Fri Nov 14 16:55:21.855 2014 (SCNodeI0.22013 : csa102I1.MAI.---.00024 : INFO) Component [csa102I1] : PID . CSI Set Received Fri Nov 14 16:55:21.855 2014 (SCNodeI0.22013 : csa102I1.MAI.---.00025 : INFO) CSI Flags : [Add One] Fri Nov 14 16:55:21.855 2014 (SCNodeI0.22013 : csa102I1.MAI.---.00026 : INFO) CSI Name : [csa102CSII0] Fri Nov 14 16:55:21.855 2014 (SCNodeI0.22013 : csa102I1.MAI.---.00027 : INFO) Name value pairs : Fri Nov 14 16:55:21.855 2014 (SCNodeI0.22013 : csa102I1.MAI.---.00028 : INFO) HA state : [Standby] Fri Nov 14 16:55:21.855 2014 (SCNodeI0.22013 : csa102I1.MAI.---.00029 : INFO) Standby Descriptor : Fri Nov 14 16:55:21.855 2014 (SCNodeI0.22013 : csa102I1.MAI.---.00030 : INFO) Standby Rank :  Fri Nov 14 16:55:21.855 2014 (SCNodeI0.22013 : csa102I1.MAI.---.00031 : INFO) Active Component : [csa102I0] Fri Nov 14 16:55:21.855 2014 (SCNodeI0.22013 : csa102I1.MAI.---.00032 : INFO) csa102: Standby state requested Fri Nov 14 16:55:21.855 2014 (SCNodeI0.22013 : csa102I1.MAI.---.00033 : INFO) csa102: idle
These can be watched in a separate terminal window using
tail -f. csa102I0 is the active component in this case, and csa102I1 is the standby. Consequently, the "Hello world!" lines appear in csa102I0.log and not in csa102I1.log. They will continue to be logged to that file until the HA state of that component changes, for example, when the process logging those lines is killed. In the mean time the standby component: csa102I1 just waits until it is told that it should take over the workload.
Changing the HA state of the Client/Server
The easiest way to test component fail-over is to kill the process associated with the active component using the
kill command. For this you need to know the process ID of the active component. To find the process ID issue the following command from a bash shell.
# ps -eaf | grep csa102
This should produce an output that looks similar to the following.
root 22012 21797 0 16:54 ? 00:00:00 /root/asp/bin/csa102 -p root 22013 21797 0 16:54 ? 00:00:00 /root/asp/bin/csa102 -p root 22089 2321 0 16:55 pts/0 00:00:00 grep --color=auto csa102
Notice the two entries that end with
csa102 -p. These are our two component processes. The first one is usually the active process. This is the one that we will kill. In this case the process ID is 22012. So to kill the active component you issue the command:
# kill -9 22012
If this step does not result in the active component being killed then it is likely that the standby component was killed. In this case simply try killing the other process.
After executing the
kill command you can see in the csa102I1 application that the standby component is now active.
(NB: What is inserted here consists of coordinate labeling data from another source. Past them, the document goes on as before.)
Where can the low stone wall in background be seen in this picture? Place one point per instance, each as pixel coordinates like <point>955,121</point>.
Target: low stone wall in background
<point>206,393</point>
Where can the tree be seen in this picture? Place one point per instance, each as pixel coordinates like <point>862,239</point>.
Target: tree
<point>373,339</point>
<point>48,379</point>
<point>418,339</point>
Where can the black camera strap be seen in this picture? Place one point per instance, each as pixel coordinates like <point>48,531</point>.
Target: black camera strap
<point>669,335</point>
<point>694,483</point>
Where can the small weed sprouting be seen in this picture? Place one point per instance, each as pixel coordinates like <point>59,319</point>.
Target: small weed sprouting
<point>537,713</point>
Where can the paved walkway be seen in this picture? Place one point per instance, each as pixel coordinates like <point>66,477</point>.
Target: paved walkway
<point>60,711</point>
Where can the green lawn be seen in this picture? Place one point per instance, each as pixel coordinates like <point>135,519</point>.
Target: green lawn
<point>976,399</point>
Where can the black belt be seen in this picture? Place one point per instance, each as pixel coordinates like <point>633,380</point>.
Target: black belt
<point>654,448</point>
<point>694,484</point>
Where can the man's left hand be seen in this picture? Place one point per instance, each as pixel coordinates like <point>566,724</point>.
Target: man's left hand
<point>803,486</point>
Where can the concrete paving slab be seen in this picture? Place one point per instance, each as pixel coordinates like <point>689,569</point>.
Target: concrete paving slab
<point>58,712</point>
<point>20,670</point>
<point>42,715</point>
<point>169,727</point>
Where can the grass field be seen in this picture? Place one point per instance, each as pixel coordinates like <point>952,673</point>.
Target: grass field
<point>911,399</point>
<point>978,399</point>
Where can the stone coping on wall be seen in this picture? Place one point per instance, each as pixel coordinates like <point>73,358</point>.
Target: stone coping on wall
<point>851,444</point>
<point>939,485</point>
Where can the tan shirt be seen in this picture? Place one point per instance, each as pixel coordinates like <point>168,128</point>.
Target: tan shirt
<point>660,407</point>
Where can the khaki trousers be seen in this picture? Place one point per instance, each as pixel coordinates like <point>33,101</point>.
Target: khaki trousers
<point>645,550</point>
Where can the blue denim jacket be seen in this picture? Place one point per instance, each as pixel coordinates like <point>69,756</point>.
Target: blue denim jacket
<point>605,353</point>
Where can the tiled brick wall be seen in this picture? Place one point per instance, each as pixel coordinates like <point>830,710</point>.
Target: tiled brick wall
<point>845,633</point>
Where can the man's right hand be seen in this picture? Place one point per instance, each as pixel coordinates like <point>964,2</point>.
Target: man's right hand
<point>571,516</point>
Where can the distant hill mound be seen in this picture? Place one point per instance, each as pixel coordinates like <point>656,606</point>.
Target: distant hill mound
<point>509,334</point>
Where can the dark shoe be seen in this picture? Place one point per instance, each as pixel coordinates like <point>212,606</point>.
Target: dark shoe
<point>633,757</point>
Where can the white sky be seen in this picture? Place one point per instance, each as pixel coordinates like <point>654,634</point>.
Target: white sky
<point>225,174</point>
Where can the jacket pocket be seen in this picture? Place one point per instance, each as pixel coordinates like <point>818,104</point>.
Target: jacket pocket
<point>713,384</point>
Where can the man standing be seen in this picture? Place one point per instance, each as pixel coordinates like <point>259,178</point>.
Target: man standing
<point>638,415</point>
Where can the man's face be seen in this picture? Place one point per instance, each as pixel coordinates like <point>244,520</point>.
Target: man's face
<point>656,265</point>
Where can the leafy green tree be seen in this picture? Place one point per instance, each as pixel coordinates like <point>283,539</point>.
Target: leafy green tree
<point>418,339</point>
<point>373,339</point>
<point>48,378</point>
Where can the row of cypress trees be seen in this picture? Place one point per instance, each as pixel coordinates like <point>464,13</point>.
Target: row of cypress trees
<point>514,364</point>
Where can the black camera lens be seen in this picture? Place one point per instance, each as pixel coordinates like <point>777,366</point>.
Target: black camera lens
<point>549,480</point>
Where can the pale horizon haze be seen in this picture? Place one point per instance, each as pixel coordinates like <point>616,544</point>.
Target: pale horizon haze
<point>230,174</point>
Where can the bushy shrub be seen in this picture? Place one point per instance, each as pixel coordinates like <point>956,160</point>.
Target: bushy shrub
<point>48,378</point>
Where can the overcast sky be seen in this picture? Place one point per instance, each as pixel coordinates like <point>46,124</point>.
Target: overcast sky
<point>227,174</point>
This indicates that the standby component has taken over for the failed active component.
Looking in the csa102I0 application log you can see that this component was killed and has been restarted. Since csa102I1 took over as the active component this component now goes into the standby state.
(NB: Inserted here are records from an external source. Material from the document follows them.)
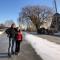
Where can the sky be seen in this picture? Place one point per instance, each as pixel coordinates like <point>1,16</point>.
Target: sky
<point>9,9</point>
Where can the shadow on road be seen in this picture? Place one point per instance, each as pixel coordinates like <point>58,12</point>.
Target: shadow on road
<point>3,55</point>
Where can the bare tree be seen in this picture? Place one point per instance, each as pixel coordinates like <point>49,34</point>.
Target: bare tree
<point>37,14</point>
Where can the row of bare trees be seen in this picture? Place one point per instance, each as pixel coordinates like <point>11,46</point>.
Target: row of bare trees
<point>37,15</point>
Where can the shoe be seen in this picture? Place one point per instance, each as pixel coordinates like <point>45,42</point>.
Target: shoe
<point>16,53</point>
<point>9,54</point>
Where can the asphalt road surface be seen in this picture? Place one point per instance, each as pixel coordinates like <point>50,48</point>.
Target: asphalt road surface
<point>26,53</point>
<point>55,39</point>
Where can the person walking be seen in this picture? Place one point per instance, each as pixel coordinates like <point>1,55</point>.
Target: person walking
<point>11,32</point>
<point>19,38</point>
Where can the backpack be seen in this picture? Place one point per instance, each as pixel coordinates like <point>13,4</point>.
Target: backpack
<point>19,36</point>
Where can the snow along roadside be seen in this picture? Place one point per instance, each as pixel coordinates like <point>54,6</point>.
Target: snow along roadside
<point>44,48</point>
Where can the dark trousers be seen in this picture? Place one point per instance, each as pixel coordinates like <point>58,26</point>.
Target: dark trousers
<point>11,47</point>
<point>17,46</point>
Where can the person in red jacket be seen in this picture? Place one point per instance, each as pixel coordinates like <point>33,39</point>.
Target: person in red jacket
<point>18,41</point>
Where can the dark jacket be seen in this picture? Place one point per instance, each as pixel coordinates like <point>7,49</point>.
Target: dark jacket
<point>11,32</point>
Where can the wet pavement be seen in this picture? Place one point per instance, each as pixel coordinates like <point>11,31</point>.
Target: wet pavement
<point>26,52</point>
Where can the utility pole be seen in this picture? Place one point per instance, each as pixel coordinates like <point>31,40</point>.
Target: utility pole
<point>55,5</point>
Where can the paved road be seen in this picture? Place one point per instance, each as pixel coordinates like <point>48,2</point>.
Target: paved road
<point>55,39</point>
<point>27,52</point>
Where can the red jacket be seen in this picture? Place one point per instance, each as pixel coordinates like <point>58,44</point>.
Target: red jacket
<point>19,36</point>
You can continue to observe this failover by alternately killing the active component.
To stop csa102 using the SAFplus Platform Console.
cli[Test:SCNodeI0:CPM]-> amsLockAssignment sg csa102SGI0
Successfully changed state of csa102SGI0 to LockAssignment
cli[Test:SCNodeI0:CPM]-> amsLockInstantiation sg csa102SGI0 cli[Test:SCNodeI0:CPM] -> end cli[Test:SCNodeI0] -> end cli[Test] -> bye
Successfully changed state of csa102SGI0 to LockInstantiation and exit.
This Sample Application has covered basic HA and failover, with changing the state of a component to active and standby.